On Paper: Kimi Hanauer

Photo by Timothy Amundson, courtesy Kimi Hanauer.

Kimi Hanauer is an artist, writer, and cultural organizer originally from Tel Aviv and based in Baltimore. Kimi is the founder and organizer of Press Press (427 N. Eutaw St., presspress.info, Instagram @press_press_bmore), an interdisciplinary publishing studio that aims to shift and deepen the understanding of voices, identities, and narratives that have been suppressed or misrepresented by the mainstream. In her practice, she is dedicated to two primary goals: first, to cultivate models and methodologies that can serve as utopian alternatives to our current realities, and second, to develop networks and spaces that can translate these alternatives into concrete experiences. Her work has been exhibited internationally and is held in the collection of the Whitney Museum of American Art. Kimi received a BFA from the Maryland Institute College of Art in 2015. Learn more about Kimi at kimihanauer.com and follow her on Instagram @kimi_hanauer.

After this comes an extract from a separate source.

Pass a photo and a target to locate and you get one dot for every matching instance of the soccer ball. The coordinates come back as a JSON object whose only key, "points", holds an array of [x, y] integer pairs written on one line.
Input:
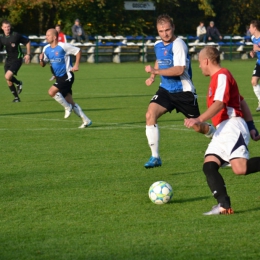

Photo by Timothy Amundson, courtesy Kimi Hanauer.
Photo by Timothy Amundson, courtesy Kimi Hanauer.

All Allegiance

Currently, as an artist in residence at the Peabody Library, Kimi is focused on the notions of the “American citizen” and the “immigrant,” and their relation to contemporary forms of white supremacy. Using historical documents like legal briefs and trial proceedings, she is creating an archive, sculptures, and a series of workshops that give concrete form to the critical findings of this research. The images featured here show an iteration of this ongoing project that was exhibited in Kansas City at Front/Space. The research ultimately shows how the notion of the “American citizen” has been constructed in reaction to a racialized notion of the “immigrant” in ways that (partly) shaped contemporary forms of white supremacy. The exhibition featured examples of moments where the legal definition of whiteness was refined in the 20th century through Supreme Court cases which excluded ‘non-white’ aliens from citizenship; since the first immigration act in 1790 through 1952, only “free white aliens” could naturalize. The full project will be featured in an exhibition and series of programs hosted by the George Peabody Library and the Institute for Expanded Research in Summer 2018.